Like a lot of physics departments, we offer an upper-level lab class, aimed at juniors and seniors. There are a lot of ways to approach this sort of course, but one sensible way to think about it is in terms of giving students essential skills and experiences. That is, i’s a course in which they learn to do the things that no physics major should graduate without doing.
I’m sure that other disciplines do something similar, so I thought I might throw this out there as a general question:
What are the essential skills and experiences a student ought to have before graduating with a degree in your discipline?
If you’re a computational theorist, for example, you might say that no student should get a degree without debugging Fortran code. An organic chemist might say that no student should graduate without taking an interpreting an NMR spectrum. A biochemist might want graduating seniors to know how to run a gel and decipher the resulting blobby pictures.
So what are the essential experiences a student in your discipline needs to have?
I come at this from Atomic, Molecular, and Optical (AMO), so my answers involve lasers and atoms. There are two things I think students need to see at least once, and not coincidentally I try to hit both of them with the lab I do in the upper-level course.
One is interferometry. Many of the most precise measurements we make in physics are made possible by the interference of light. Whatever effect you’re studying, if you can find a way to make it cause a slight delay in the propagation of light, you can measure it interferometrically, to ridiculous precision. Michelson interferometers, Mach-Zehnder interferometers, Fabry-Perot interferometers– these are essential tools in physics, and every student should do at least one precision measurement using interferometry.
The other is precision spectroscopy. This doesn’t necessarily mean using a big grating spectrometer to measure line positions, though that’s fine, too. But one of the very coolest things about modern AMO physics is that laser spectroscopy makes the measurement of part-per-billion shifts and effects almost effortless. If you have a halfway decent diode laser, you can measure the hyperfine splitting of rubidium to within a few tens of megahertz, considerably less than a millionth of the frequency of the laser itself. People who do this sort of thing professionally make lasers that are stable to the part-per-trillion level, or even better.

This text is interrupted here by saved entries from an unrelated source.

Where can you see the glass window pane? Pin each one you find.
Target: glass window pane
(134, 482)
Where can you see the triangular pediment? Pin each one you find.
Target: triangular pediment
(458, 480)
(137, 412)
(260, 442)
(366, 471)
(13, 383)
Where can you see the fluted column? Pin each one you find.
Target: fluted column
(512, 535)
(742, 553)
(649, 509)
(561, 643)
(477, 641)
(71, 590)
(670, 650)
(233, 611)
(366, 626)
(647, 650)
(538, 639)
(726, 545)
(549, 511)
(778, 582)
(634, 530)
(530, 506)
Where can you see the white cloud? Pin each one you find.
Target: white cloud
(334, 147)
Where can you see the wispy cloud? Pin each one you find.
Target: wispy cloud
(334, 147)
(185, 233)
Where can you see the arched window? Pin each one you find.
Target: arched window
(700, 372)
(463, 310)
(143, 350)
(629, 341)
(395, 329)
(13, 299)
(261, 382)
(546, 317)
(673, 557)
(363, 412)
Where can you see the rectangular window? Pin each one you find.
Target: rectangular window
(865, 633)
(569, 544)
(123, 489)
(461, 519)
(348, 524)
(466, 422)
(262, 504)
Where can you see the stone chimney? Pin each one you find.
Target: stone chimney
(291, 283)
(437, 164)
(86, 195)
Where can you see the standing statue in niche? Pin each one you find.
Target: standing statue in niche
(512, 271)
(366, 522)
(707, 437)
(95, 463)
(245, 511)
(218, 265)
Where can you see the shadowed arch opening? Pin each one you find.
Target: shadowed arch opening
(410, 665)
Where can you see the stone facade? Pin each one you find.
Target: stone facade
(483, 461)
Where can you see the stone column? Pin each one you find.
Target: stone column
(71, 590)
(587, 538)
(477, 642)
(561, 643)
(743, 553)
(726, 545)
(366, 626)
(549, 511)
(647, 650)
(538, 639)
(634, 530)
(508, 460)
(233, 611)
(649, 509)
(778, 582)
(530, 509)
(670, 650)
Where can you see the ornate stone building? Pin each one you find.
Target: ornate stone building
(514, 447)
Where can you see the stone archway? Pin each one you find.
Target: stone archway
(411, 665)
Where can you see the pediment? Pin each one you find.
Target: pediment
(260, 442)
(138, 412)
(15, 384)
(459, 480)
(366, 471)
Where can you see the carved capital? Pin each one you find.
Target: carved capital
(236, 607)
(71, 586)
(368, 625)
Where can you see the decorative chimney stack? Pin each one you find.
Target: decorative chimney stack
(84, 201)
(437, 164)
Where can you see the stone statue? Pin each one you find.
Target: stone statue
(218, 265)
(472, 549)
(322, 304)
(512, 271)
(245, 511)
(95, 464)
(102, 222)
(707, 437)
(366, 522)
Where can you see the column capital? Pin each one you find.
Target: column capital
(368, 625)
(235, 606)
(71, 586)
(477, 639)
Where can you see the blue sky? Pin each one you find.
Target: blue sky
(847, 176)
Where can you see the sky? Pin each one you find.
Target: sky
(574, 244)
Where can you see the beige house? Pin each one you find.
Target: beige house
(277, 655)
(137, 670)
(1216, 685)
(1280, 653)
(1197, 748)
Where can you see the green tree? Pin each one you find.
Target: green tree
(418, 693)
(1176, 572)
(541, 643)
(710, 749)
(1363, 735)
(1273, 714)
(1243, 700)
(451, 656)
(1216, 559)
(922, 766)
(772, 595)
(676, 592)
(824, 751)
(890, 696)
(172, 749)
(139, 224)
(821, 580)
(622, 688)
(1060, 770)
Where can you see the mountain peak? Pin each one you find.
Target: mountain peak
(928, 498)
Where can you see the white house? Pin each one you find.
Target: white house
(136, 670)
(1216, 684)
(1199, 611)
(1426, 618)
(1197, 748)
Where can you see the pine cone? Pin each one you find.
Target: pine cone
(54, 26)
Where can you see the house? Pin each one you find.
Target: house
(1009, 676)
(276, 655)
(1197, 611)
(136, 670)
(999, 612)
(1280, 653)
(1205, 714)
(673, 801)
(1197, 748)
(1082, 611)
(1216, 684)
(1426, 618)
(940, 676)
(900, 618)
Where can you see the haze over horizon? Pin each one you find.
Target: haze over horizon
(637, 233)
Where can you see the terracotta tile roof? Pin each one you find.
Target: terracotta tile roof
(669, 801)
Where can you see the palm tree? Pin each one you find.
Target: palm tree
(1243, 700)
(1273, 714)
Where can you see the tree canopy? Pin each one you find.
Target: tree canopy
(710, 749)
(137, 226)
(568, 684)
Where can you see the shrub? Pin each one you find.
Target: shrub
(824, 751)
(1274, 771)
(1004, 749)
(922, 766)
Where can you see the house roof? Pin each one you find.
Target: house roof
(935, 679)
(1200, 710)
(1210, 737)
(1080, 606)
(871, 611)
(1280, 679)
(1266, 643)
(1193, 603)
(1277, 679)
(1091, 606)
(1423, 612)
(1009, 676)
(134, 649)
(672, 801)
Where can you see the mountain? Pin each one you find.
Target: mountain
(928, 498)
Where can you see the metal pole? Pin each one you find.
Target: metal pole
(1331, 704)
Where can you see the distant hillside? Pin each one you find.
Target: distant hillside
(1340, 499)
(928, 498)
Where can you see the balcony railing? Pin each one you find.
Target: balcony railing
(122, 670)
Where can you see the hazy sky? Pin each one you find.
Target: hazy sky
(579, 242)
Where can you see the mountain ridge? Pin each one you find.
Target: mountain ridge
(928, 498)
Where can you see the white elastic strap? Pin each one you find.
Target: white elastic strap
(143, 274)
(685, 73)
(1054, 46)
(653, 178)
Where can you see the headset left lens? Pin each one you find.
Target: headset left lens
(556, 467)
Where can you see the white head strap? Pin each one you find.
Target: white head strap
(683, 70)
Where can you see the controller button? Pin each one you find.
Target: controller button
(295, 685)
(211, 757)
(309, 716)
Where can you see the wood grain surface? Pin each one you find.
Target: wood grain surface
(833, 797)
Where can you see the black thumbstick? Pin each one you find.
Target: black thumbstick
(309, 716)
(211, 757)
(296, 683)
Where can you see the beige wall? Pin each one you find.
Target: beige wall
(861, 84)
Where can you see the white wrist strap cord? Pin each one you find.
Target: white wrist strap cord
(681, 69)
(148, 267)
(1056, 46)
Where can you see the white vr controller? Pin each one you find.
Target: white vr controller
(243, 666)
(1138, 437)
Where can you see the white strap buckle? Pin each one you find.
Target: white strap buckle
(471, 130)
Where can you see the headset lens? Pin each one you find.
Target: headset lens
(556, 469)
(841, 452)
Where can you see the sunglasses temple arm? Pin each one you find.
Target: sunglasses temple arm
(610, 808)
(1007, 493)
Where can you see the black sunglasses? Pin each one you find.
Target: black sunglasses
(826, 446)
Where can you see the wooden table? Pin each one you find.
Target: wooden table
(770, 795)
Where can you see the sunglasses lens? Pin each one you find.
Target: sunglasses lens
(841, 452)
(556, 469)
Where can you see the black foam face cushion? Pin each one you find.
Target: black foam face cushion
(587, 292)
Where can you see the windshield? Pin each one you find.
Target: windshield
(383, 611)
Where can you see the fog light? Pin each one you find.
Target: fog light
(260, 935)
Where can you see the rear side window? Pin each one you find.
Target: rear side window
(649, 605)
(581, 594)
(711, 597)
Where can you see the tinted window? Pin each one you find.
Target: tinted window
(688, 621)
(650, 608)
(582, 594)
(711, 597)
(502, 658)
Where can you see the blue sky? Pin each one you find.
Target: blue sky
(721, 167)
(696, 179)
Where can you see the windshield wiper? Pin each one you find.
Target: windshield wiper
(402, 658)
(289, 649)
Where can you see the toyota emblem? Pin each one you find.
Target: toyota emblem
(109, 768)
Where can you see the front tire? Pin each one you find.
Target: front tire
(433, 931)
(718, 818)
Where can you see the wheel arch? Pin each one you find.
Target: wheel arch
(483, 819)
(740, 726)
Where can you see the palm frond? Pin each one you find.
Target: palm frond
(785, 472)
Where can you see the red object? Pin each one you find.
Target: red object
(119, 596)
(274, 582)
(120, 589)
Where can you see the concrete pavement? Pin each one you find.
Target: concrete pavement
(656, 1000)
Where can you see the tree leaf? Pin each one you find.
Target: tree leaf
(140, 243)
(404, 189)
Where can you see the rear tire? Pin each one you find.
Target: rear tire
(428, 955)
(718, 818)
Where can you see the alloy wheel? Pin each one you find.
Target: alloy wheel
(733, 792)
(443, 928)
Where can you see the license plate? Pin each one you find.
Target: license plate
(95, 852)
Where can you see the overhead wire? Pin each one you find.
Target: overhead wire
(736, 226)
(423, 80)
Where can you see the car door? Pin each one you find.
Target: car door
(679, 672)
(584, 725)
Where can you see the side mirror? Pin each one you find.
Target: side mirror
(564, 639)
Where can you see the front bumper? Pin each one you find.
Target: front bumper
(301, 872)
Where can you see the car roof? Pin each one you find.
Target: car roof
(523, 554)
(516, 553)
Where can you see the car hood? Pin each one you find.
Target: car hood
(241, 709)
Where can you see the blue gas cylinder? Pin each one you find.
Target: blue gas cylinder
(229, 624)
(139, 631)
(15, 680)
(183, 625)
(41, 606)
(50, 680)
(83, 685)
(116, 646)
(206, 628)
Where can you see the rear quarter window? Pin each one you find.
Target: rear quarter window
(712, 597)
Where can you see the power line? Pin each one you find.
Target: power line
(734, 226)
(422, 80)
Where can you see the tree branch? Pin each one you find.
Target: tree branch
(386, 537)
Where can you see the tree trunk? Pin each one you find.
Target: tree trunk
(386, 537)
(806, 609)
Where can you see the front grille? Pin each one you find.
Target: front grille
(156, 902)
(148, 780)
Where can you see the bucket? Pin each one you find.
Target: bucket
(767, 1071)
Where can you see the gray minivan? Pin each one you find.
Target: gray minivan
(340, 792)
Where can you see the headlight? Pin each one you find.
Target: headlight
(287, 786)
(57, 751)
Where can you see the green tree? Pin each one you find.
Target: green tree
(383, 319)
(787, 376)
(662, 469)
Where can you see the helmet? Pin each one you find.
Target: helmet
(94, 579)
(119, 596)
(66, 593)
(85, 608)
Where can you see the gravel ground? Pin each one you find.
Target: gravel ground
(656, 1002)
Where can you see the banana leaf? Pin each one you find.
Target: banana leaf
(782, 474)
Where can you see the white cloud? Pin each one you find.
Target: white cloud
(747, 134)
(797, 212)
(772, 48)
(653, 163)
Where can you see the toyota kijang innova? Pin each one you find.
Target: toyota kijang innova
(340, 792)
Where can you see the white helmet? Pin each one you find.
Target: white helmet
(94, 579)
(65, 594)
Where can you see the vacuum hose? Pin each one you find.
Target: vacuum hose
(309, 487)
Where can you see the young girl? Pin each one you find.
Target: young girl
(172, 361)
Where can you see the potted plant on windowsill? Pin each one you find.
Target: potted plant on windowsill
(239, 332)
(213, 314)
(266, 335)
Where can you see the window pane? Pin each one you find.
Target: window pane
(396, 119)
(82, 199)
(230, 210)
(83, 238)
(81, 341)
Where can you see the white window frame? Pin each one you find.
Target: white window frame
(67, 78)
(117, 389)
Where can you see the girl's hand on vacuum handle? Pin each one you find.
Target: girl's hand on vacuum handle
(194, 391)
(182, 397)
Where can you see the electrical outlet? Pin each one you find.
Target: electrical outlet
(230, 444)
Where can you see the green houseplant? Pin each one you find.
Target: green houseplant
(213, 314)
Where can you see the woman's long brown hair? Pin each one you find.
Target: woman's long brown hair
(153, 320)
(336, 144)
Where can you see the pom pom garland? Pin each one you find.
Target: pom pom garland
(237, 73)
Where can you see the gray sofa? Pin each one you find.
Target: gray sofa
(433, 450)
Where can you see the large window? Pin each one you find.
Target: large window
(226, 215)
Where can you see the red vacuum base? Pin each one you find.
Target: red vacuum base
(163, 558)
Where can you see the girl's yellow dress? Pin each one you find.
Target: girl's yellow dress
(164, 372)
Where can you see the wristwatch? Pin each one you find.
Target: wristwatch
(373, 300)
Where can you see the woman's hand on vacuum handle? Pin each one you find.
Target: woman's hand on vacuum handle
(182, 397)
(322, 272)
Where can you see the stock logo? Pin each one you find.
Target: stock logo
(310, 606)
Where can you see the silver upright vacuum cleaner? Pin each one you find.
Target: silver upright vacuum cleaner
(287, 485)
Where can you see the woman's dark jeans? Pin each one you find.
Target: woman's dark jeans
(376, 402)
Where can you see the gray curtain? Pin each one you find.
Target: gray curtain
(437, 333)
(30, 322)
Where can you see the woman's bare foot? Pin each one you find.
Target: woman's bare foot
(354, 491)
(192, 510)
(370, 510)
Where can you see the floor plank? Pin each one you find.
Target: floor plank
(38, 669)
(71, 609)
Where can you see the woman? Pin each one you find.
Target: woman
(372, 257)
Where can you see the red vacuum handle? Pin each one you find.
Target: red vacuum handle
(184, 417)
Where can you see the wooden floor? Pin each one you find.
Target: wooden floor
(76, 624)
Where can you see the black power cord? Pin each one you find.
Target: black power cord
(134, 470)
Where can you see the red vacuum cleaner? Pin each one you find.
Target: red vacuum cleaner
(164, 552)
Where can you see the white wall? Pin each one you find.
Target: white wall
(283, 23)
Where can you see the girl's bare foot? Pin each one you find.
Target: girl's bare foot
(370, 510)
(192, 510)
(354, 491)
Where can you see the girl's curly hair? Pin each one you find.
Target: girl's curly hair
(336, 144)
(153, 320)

I try to hit both of these in my module of the upper-level lab by having the students first calibrate a Fabry-Perot interferometer, and then use it as a frequency reference to measure the rubidium hyperfine splitting with a scanning diode laser. If they’re careful, they can get the ground-state splitting with an uncertainty of 20-ish megahertz (out of 6800), which is pretty respectable.
(This, by the way, is one of the reasons why I’m unhappy wth 30% error in labs…)
If I could figure out a way to incorporate op-amp based feedback circuits into the lab (having them lock a laser to a frequency reference, say), I’d do that, too. Nobody should be able to market themselves as an experimental physicist without making at least one lock circuit from scratch. I can’t quite work that in, though, so I stick with those two.
So, what do you regard as essential skills and experiences for majors in your field?